Der EuGH hat in Bezug auf das deutsche Arbeitsrecht, jedoch mit Auswirkungen auf die Rechtslage in allen EU-Ländern, entschieden, dass ein Urlaubsanspruch nicht verjährt, wenn der Arbeitgeber seine (zuvor vom EuGH festgelegten) Obliegenheit verletzt hat, seinen Arbeitnehmern im Voraus auf die Gefahr der Verjährung ihres Urlaubsanspruchs hinzuweisen. In der Praxis hat der EuGH damit der Klage eines Arbeitnehmers stattgegeben, der die Abgeltung von ab 1996 entstandenen Urlaubsansprüchen begehrte (EuGH, Urt. v. 22.09.2022, Az. C-120/21).
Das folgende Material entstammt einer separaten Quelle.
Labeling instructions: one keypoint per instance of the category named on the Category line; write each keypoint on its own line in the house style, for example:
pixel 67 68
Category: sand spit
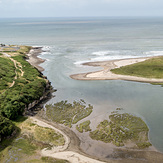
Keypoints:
pixel 60 151
pixel 106 74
Während in Deutschland nun über eine mögliche Klagewelle spekuliert wird, scheint die Situation in der Tschechischen Republik klarer zu sein:
Werden Urlaubsansprüche nicht bis zum Ende des Jahres, das auf das Jahr folgt, in dem der Anspruch entstanden ist, ausgeschöpft, erlöschen diese nicht, noch beginnt die Verjährungsfrist zu laufen. Der Arbeitgeber muss aber mit einer Strafe des Arbeitsamtes rechnen, weswegen der Arbeitgeber nicht nur über die nicht ausgeschöpften Ansprüche seiner Arbeitnehmer informiert sein, sondern vielmehr auch bisher nicht ausgeschöpften Urlaub proaktiv anordnen sollte. Außerdem hat der Arbeitnehmer ab dem 1. Juni des Jahres, das auf das Jahr der Entstehung des Urlaubsanspruchs folgt, auch das Recht, seinen Urlaub aufgrund einer Ankündigung von 14 Tagen im Voraus zu nehmen (d. h. ohne Zustimmung des Arbeitgebers die Inanspruchnahme des Urlaubs zu wählen).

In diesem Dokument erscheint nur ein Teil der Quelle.